The Lotus Esprit is one of those cars that despite not being at the forefront of people’s minds and arriving from a small English manufacturer, is always part of a top trumps collection and a crucial part of 20th-century sports car mythology.
It was in 1976 that Lotus brought the angular wedge design before our eyes, helped in part by James Bond, a protagonist with a thirst for British sports cars.
Lotus’ Esprit S1 was only a 2-liter naturally-aspirated four-cylinder with 160 hp, but it was mid-engined like the previous Europa and the design was striking – it used a backbone chassis and would become a fan favorite until the arrival of the Elise.
Of course, despite Lotus’ maxim of simplifying and adding lightness, it would get the engine it really wanted three generations later in the form of the Lotus Esprit V8 – the British supercar we all know and mostly love: here’s how much that eight-cylinder version is today.
The Lotus Esprit V8 Is The One To Have: But What Do You Get For Your Money?
In the Esprit S1, the mid-engined sports car was running an alloy 2-liter engine with dual overhead camshafts and 16 valves – a modern engine and good with less than 2000 lb to shift, but it would be supplanted by bigger units.
Two years later the S2 arrived with a 2.2-liter engine making the same power with more torque and the start of the 80s would bring the Turbo and the 3rd generation of this sports car to the public.

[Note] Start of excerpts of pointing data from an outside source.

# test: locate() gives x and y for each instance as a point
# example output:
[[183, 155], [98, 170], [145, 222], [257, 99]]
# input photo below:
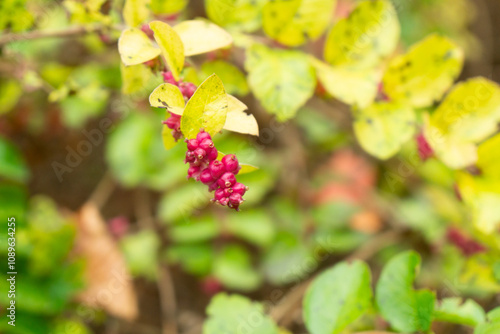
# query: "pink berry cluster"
[[219, 176], [187, 89]]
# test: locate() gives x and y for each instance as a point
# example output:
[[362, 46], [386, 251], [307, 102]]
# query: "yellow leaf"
[[134, 78], [135, 12], [425, 73], [167, 138], [467, 115], [482, 196], [135, 47], [170, 45], [369, 33], [237, 120], [167, 96], [353, 87], [294, 22], [282, 80], [202, 36], [206, 109], [489, 157], [384, 127]]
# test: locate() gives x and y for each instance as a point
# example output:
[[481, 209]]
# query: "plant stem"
[[70, 32]]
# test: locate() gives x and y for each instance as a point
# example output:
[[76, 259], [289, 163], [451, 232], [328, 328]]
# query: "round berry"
[[226, 180], [206, 177], [239, 188], [203, 135], [219, 194], [212, 154], [213, 186], [231, 163], [200, 153], [190, 157], [207, 144], [235, 199], [216, 168], [192, 144], [192, 171]]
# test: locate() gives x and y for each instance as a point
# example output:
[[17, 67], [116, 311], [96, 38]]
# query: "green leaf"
[[384, 127], [134, 78], [237, 120], [135, 47], [168, 6], [206, 109], [456, 311], [141, 253], [245, 15], [179, 205], [196, 230], [170, 45], [282, 80], [233, 78], [406, 309], [135, 12], [492, 326], [295, 22], [337, 297], [233, 268], [425, 72], [167, 96], [369, 33], [12, 165], [10, 92], [353, 87], [233, 314], [467, 115], [255, 226], [288, 259], [195, 259], [200, 36]]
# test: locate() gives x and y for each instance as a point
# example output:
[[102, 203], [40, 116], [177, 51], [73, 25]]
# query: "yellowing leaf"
[[425, 73], [206, 109], [489, 158], [135, 12], [234, 80], [167, 96], [293, 22], [202, 36], [245, 169], [135, 47], [353, 87], [245, 15], [134, 78], [282, 80], [167, 138], [384, 127], [369, 33], [466, 116], [482, 196], [167, 6], [171, 46], [237, 120]]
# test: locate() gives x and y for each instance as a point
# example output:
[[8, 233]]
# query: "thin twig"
[[292, 299], [70, 32], [167, 300], [104, 189]]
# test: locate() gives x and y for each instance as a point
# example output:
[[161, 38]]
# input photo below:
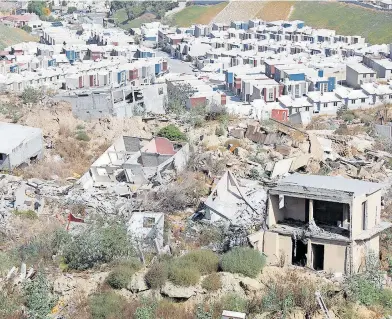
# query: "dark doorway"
[[299, 251], [318, 256]]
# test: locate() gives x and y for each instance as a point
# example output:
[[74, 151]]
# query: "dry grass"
[[275, 10]]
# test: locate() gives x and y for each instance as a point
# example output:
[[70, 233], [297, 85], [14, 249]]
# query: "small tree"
[[38, 298]]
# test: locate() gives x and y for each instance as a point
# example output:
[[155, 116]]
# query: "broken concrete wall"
[[153, 159], [384, 130], [181, 158], [282, 167], [254, 134]]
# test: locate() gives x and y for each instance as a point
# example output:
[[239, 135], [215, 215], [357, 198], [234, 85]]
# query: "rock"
[[173, 291], [250, 284], [241, 152], [275, 155], [138, 283]]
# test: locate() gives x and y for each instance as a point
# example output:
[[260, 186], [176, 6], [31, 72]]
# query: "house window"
[[297, 90], [148, 222]]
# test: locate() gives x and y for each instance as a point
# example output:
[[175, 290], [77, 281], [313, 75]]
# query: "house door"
[[318, 256]]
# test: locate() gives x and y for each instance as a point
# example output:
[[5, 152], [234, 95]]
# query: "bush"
[[220, 131], [206, 261], [183, 276], [121, 275], [38, 298], [172, 133], [347, 116], [245, 261], [82, 136], [97, 245], [31, 95], [234, 302], [105, 305], [25, 214], [290, 290], [212, 282], [157, 275]]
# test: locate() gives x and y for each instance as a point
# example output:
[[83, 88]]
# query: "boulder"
[[138, 283], [172, 291], [250, 284]]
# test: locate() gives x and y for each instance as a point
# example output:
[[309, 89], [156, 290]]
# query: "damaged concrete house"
[[238, 201], [136, 161], [147, 228], [323, 222], [19, 145]]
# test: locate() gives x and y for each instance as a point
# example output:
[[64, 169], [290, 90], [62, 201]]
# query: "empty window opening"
[[328, 213], [148, 222], [2, 157], [318, 256], [299, 251], [364, 215]]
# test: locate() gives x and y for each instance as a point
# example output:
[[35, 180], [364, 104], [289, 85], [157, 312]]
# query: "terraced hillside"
[[276, 10], [239, 10], [198, 14], [346, 19], [10, 36]]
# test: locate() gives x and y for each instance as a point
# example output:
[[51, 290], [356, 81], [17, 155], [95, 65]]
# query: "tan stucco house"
[[322, 222]]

210 hp and 200 lb-ft weren’t enough and by the time the facelift or X180 was on sale, it would quickly gain an upgrade to 280 hp and 5 seconds to 60 mph as well as a 150 mph top speed – it was a supercar that finally looked like one.
The S4 Esprit V8 from 1996 is a 3.5-liter, twin-turbo V8-powered supercar with 350 hp, 295 lb-ft with looks that promised power, and it delivered: under 5 seconds to 60 mph and could reach more than 170 mph.
It might not be the Esprit for every taste, but the V8 is from the last generation and thus younger than the other versions, plus it has the kind of noise and performance that everyone can raise a glass to.
We Take A Look At The Classifieds For Lotus Esprit V8 Power And Style
A 26-years old car from a small-volume sports car company will still cost a lot to maintain and repair today, plus Lotuses are not the last word in reliability, but if you’re looking for an Esprit you will take these kinds of considerations and throw them away.
Rivals include the E39 BMW M5 from 1998 with similar speed and better build, but that’s a sedan and not a mid-engined supercar.
We can find reasonable examples of the M5 from $40,000 on AutoTrader and also on the same site, Esprit Turbos seem to command the same price, but the lonely Esprit V8 is up at $100,000 with under 10,000 miles in Massachusetts.
Moving onto other sites like Bring A Trailer shows that V8 cars are sold for $40,000 – $50,000 and as a further guide; Classic.com provides a sale history in the same range and an average price for S4 Esprits of $46,000, with $115,00 being the top sale from RM Sotheby’s.
It’s hard money for an older niche English supercar, but for $50,000 this simply beats every other modern alternative out of the park.